Using sophisticated statistical techniques and the U.S. Department of Agriculture’s nutrient database, a team of scientists quantified the degree of nutrient decline in 43 garden crops from 1950 to 1999 (Donald Davis et al., 2005). Their findings are consistent with and reinforce the findings of an earlier study in Great Britain (Anne-Marie Meyer, 1997).
All comparisons of nutrient levels were made on a dry-weight adjusted basis, removing one source of “noise” in earlier studies. The ratio of nutrient levels in 1999 compared to 1950 was calculated for 13 nutrients and water for each food. The levels of six of the 13 nutrients show statistically significant declines: protein, calcium, phosphorous, iron, riboflavin, and ascorbic acid. The average levels of decline across the 43 foods fell within the range of a 6% decline in protein to a 38% drop in riboflavin.

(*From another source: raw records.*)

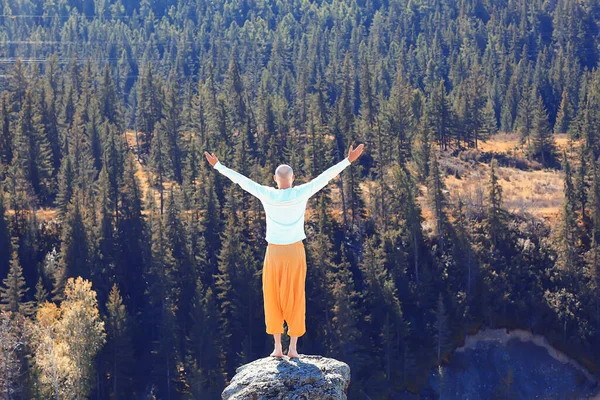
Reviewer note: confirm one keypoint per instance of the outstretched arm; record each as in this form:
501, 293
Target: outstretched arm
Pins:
310, 188
245, 183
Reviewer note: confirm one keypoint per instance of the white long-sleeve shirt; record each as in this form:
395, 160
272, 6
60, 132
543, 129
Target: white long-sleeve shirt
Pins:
284, 208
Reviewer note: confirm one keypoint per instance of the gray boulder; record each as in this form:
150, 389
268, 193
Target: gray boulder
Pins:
307, 377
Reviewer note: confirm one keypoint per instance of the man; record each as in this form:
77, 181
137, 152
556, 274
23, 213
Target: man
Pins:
284, 267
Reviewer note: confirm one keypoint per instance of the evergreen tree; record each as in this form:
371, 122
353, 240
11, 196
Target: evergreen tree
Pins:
14, 289
440, 116
74, 250
565, 114
119, 355
207, 372
6, 145
542, 142
34, 152
5, 246
344, 314
525, 115
435, 191
442, 332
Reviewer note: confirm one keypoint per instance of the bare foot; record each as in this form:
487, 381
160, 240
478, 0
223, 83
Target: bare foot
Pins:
276, 353
293, 354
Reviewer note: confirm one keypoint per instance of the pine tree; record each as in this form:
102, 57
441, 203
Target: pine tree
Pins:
207, 373
172, 125
381, 301
235, 93
130, 238
399, 118
542, 142
495, 218
407, 213
149, 104
83, 332
568, 257
564, 115
440, 117
14, 289
442, 332
74, 250
435, 191
41, 294
120, 360
6, 145
344, 314
163, 294
108, 99
229, 292
5, 245
159, 162
34, 152
66, 176
525, 115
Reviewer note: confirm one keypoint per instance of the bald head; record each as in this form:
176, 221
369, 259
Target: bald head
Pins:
284, 171
284, 176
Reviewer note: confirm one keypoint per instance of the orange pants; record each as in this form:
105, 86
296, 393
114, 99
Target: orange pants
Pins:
284, 278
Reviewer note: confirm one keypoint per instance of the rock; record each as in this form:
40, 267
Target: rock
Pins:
309, 377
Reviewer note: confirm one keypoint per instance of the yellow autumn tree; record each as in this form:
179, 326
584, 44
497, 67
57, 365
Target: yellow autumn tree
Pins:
66, 341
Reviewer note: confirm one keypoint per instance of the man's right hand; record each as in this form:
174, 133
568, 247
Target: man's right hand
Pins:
354, 154
212, 159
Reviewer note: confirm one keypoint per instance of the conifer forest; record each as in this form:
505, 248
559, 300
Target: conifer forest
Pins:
130, 269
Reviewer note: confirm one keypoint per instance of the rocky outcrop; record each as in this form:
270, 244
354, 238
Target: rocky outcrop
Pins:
307, 377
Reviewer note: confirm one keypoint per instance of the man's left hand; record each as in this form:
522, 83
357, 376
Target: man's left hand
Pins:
212, 159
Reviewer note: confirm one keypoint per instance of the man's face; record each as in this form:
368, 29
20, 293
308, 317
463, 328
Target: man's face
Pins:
282, 182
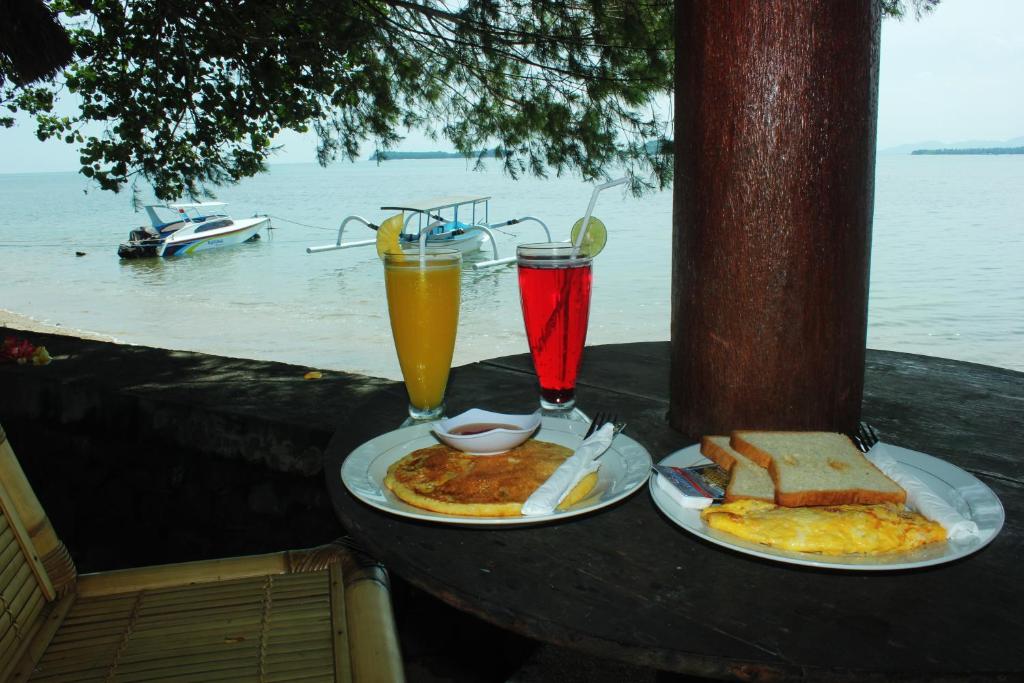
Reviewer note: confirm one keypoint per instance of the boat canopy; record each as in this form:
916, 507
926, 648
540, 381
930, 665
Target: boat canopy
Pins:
436, 204
198, 205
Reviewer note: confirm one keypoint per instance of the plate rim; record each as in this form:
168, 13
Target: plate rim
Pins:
920, 460
414, 432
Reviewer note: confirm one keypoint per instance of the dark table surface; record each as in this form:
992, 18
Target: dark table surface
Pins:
626, 583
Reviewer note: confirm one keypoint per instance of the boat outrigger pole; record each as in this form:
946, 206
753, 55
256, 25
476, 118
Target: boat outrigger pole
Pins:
434, 228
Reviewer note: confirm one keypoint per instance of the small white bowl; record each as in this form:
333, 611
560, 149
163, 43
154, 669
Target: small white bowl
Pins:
492, 441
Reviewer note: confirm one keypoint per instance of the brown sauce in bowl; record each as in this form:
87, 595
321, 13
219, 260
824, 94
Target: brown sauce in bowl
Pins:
480, 427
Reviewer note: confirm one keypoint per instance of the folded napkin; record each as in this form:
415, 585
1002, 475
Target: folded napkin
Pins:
921, 498
583, 462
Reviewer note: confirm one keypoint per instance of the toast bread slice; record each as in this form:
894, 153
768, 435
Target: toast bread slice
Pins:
816, 468
748, 480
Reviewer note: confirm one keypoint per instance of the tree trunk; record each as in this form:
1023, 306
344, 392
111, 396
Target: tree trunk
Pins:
775, 127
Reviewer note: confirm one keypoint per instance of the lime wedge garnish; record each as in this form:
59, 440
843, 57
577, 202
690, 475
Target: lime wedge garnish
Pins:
387, 235
594, 240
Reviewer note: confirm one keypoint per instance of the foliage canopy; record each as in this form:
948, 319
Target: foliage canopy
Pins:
188, 93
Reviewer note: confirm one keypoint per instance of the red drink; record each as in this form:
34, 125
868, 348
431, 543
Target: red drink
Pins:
554, 289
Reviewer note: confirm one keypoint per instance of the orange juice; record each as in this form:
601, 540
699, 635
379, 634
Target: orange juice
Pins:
423, 302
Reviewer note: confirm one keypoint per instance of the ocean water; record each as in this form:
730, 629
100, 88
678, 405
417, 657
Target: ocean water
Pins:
946, 275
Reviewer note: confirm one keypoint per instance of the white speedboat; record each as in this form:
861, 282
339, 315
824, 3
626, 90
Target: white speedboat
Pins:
193, 227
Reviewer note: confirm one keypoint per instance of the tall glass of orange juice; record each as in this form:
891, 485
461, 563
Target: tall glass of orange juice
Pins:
423, 295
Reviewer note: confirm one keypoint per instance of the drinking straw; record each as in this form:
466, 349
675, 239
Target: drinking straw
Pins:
590, 209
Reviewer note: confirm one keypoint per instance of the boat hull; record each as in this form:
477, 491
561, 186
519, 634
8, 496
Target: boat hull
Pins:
467, 243
190, 243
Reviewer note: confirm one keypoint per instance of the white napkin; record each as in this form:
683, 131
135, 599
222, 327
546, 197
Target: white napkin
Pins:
583, 462
921, 498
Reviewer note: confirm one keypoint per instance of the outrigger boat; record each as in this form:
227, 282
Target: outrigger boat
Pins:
195, 227
460, 221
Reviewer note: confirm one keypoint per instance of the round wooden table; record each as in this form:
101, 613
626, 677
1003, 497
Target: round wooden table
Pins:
628, 584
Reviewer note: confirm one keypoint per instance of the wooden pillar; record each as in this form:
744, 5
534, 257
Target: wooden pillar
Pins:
776, 102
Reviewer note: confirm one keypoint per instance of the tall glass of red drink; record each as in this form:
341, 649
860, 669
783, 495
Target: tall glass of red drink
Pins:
554, 289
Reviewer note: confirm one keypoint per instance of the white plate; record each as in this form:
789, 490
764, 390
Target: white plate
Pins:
971, 498
625, 468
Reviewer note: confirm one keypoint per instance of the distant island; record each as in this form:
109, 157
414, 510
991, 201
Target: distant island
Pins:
973, 151
653, 146
391, 156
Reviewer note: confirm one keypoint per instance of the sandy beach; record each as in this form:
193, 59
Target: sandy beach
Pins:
27, 324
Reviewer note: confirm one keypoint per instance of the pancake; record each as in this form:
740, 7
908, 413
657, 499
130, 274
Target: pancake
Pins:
442, 479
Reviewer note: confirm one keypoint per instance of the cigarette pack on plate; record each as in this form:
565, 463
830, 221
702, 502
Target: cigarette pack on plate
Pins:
695, 486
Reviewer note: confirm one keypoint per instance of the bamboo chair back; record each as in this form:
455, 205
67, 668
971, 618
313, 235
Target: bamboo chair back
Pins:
323, 613
26, 588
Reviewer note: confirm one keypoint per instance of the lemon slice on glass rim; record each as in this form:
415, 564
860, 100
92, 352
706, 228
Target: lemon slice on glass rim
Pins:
387, 235
594, 240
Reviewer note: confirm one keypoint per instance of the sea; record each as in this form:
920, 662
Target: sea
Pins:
947, 262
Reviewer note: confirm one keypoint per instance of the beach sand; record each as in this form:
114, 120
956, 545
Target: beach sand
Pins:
27, 324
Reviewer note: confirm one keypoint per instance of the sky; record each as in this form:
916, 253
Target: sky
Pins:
955, 75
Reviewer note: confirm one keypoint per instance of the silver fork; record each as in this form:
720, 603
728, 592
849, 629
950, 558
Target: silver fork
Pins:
599, 421
865, 436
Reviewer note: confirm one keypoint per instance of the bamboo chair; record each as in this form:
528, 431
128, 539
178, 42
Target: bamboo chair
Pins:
317, 614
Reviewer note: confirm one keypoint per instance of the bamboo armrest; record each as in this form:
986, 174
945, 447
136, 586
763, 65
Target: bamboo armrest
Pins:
182, 573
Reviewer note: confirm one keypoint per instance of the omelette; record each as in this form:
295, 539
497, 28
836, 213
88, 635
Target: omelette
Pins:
838, 529
442, 479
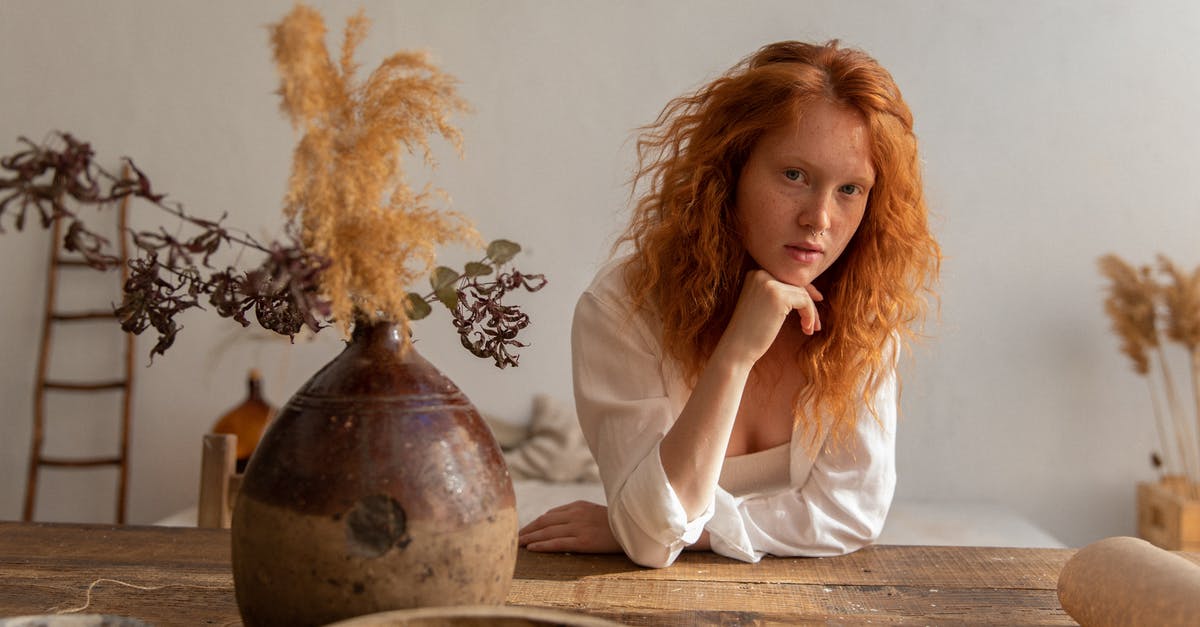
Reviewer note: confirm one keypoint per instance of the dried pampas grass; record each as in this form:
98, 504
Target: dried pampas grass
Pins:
1141, 309
347, 190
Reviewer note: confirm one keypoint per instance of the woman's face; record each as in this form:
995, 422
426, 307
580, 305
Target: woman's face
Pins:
803, 191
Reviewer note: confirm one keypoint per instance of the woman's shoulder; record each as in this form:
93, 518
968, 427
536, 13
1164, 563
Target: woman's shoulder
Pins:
609, 284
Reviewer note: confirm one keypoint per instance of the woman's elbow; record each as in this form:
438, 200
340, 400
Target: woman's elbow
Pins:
649, 554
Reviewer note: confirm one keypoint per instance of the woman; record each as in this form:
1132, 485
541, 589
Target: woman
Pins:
735, 375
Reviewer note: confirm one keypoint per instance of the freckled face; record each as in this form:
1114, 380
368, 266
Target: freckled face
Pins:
803, 191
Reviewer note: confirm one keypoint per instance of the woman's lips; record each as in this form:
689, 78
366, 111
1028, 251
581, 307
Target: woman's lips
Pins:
804, 252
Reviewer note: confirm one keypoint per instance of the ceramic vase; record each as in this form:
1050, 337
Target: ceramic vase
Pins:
378, 487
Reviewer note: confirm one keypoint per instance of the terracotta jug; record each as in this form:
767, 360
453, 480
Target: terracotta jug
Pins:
378, 487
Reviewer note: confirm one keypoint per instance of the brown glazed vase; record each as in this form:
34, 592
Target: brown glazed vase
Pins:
378, 487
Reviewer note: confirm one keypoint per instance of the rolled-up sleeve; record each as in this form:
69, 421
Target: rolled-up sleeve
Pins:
624, 410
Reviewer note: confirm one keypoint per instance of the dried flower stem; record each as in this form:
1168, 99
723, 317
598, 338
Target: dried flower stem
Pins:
1164, 439
1187, 453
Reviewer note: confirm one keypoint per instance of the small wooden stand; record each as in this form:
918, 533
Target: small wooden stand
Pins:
1169, 514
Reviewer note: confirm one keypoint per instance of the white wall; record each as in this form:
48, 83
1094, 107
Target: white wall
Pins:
1053, 132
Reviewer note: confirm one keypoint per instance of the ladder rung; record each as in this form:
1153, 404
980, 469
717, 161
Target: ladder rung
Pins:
79, 463
71, 263
83, 315
85, 387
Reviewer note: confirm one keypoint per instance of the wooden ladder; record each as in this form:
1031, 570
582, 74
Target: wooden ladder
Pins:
45, 386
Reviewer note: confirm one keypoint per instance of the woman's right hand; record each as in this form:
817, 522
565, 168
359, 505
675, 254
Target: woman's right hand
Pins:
763, 305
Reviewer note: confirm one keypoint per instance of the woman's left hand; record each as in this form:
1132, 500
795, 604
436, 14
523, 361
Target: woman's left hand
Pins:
581, 526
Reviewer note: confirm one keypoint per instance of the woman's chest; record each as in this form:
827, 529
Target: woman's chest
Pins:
766, 414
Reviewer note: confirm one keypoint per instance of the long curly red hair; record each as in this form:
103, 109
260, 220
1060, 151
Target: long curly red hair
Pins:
688, 261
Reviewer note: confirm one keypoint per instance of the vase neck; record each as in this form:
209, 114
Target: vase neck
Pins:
387, 335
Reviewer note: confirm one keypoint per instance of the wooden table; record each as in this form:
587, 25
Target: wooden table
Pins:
185, 579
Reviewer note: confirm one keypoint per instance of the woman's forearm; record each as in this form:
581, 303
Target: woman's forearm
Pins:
694, 449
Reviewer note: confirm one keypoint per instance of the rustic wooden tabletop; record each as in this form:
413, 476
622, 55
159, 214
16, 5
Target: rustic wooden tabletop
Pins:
172, 575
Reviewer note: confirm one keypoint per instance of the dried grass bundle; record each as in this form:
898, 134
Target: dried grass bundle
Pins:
1131, 305
1139, 308
347, 190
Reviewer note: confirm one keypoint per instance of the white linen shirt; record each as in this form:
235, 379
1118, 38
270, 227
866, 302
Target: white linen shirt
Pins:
628, 394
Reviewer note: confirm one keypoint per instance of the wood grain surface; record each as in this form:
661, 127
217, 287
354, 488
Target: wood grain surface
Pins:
185, 579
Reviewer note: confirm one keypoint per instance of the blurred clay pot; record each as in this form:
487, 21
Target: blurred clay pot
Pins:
378, 487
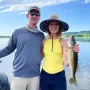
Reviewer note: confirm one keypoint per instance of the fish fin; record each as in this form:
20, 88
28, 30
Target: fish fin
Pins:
78, 67
73, 81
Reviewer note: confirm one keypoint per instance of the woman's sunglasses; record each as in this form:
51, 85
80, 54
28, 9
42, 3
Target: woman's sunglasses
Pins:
34, 13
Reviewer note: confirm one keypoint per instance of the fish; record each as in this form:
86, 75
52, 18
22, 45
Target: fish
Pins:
73, 60
4, 82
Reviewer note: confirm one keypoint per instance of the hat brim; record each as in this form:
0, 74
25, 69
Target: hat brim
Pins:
44, 25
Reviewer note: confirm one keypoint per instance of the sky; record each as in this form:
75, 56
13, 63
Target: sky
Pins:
75, 12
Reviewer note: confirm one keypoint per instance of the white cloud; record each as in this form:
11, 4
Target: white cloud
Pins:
87, 1
17, 5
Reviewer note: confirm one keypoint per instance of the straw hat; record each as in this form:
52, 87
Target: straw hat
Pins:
53, 18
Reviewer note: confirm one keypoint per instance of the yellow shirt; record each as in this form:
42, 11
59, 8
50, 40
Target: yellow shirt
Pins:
53, 59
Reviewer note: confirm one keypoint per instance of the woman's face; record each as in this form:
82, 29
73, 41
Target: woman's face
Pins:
54, 27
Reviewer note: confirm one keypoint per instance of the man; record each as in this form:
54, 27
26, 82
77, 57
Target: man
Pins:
27, 42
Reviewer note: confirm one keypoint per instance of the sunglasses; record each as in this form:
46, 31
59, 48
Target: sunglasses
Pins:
34, 13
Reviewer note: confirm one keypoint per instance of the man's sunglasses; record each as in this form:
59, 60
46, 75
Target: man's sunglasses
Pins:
34, 13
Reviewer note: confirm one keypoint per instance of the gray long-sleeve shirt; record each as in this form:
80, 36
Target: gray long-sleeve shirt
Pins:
27, 56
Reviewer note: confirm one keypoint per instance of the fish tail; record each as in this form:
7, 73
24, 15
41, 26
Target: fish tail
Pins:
73, 81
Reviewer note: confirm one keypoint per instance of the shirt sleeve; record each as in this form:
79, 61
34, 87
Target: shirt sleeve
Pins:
10, 47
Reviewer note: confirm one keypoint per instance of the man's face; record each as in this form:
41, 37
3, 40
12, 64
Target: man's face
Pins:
34, 16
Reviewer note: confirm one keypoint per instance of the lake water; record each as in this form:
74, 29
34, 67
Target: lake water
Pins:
82, 75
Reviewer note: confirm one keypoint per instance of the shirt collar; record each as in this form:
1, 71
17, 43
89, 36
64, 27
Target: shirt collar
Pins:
35, 30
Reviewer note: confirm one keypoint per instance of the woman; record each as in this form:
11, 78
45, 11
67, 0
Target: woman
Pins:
55, 53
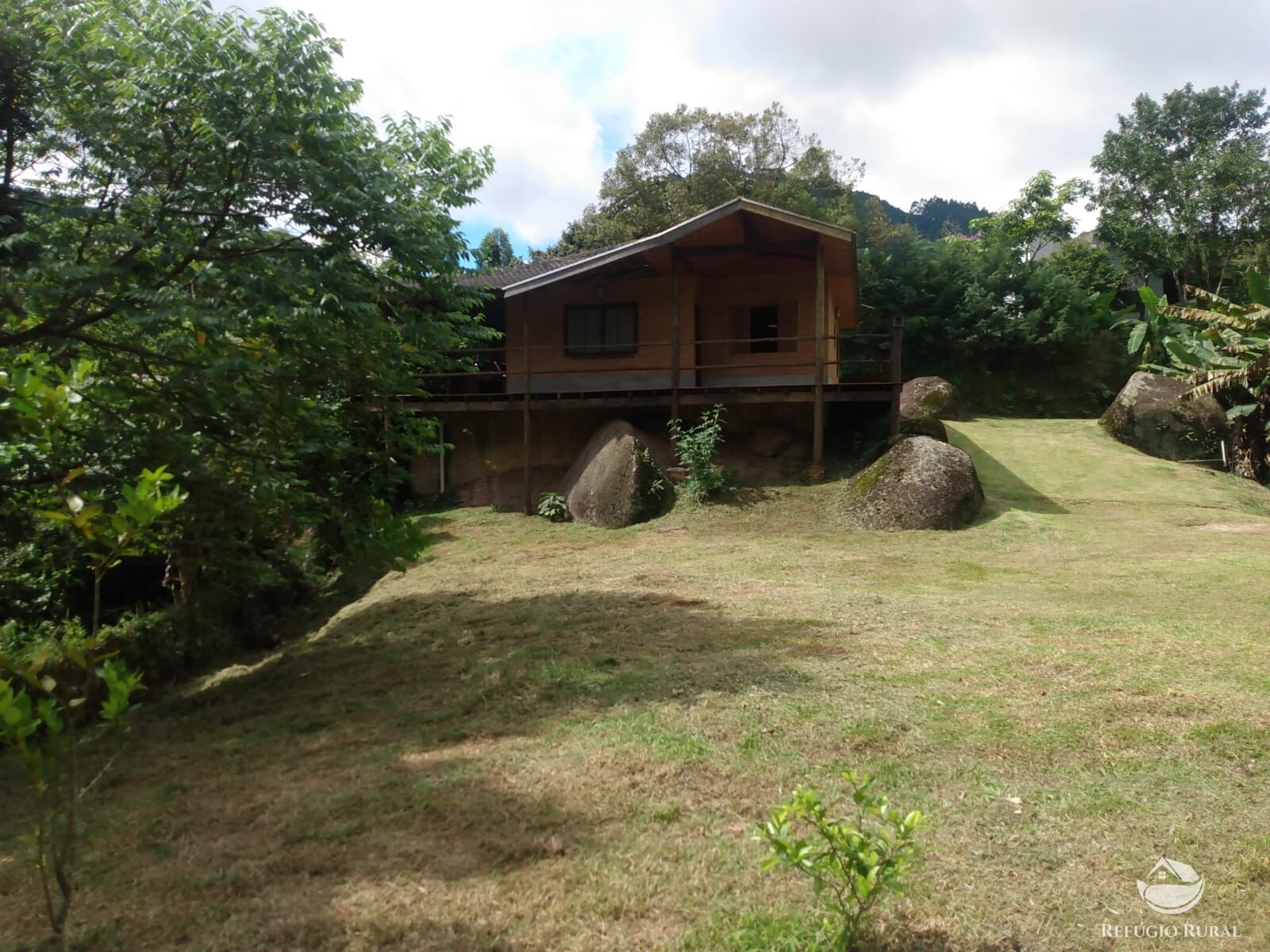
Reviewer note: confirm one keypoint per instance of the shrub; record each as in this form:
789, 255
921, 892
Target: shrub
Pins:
696, 448
851, 862
552, 505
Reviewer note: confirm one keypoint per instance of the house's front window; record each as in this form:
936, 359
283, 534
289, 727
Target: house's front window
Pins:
601, 330
765, 328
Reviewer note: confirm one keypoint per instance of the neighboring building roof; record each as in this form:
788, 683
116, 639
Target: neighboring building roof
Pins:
533, 274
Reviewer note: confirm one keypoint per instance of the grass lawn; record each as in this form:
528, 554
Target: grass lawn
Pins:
560, 738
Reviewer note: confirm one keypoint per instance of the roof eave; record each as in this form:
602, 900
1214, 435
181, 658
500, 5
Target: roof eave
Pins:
664, 238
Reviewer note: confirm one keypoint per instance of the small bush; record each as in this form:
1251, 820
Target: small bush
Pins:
696, 448
554, 507
851, 862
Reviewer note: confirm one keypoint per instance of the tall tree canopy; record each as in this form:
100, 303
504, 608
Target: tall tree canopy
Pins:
691, 160
1037, 219
495, 251
234, 271
1184, 183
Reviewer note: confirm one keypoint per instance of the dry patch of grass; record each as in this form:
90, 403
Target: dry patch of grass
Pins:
559, 738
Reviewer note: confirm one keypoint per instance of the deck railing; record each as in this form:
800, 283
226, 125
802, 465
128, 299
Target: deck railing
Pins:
861, 359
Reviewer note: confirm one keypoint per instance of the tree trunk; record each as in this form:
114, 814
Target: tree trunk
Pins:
1249, 443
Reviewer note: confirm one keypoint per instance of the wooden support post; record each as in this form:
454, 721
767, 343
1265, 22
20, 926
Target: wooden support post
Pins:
817, 471
675, 334
897, 374
525, 414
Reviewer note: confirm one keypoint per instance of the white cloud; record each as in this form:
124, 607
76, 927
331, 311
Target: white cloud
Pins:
963, 99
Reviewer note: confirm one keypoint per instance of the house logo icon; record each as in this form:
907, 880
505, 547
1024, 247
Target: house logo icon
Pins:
1172, 888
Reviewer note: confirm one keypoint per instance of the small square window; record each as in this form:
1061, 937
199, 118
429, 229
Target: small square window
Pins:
765, 328
601, 330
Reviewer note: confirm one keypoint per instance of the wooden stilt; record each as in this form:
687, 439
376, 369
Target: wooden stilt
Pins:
525, 416
897, 374
817, 471
675, 334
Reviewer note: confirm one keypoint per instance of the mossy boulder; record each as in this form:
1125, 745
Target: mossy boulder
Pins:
918, 484
924, 427
615, 482
933, 397
1155, 416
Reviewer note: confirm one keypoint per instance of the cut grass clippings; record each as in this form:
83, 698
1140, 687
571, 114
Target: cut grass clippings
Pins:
549, 736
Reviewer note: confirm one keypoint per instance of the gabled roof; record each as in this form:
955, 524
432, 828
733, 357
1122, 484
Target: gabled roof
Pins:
514, 273
533, 274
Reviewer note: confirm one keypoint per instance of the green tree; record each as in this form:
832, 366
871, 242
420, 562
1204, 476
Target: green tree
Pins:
254, 273
495, 251
690, 160
1184, 184
1223, 348
1035, 220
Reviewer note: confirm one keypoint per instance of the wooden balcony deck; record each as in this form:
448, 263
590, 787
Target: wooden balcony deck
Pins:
872, 391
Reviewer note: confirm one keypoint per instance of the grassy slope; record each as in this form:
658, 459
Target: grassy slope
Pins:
559, 738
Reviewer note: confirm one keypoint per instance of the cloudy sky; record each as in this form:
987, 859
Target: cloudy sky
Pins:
954, 98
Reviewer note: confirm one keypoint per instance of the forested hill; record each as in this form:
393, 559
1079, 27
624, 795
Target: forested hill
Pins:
930, 217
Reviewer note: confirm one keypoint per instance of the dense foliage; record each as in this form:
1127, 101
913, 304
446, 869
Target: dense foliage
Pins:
696, 448
237, 277
1223, 348
1016, 330
1184, 186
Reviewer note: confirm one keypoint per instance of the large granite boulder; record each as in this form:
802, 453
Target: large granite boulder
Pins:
1155, 416
918, 484
615, 482
930, 427
931, 397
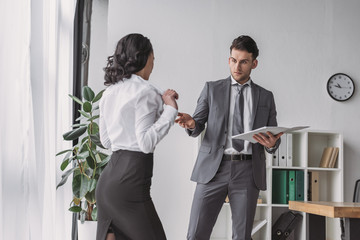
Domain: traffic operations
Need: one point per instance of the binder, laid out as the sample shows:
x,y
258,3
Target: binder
x,y
282,151
289,157
299,185
333,157
313,186
280,186
325,158
291,180
275,157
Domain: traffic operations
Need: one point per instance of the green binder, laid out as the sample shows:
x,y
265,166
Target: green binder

The authors attribute the decline in nutrient density to a genetics-driven “dilution effect.” Over many years plant breeders have used yield potential as a dominant selection criterion in developing improved varieties. While average yields have risen, plant root systems have apparently not been able to keep pace in drawing from the soil the micronutrients needed to synthesis certain proteins and vitamins.
Other possible explanations include gradual depletion of soil micronutrients and organic matter, changes in pest complexes and levels, and the impact of farming systems. Sorting out the interactions between these key variables – soil quality, pest pressure, farming systems, and plant genetics – is a top priority for the Organic Center and will make possible the design of organic farming systems that maximize nutrient density, and hence nutritional value per serving of food and calorie consumed.
Sources: “Changes in USDA Food Composition Data for 43 Garden Crops, 1950 to 1999.”
Authors: Donald Davis, Melvin Epp, and Hugh Riordan.
Journal of the American College of Nutrition, Volume 23, Number 6, December 2004.
“Historical Changes in the Mineral Content of Fruits and Vegetables.”
Author: Anne-Marie Mayer.
British Food Journal, Volume 99, Number 6, 1997.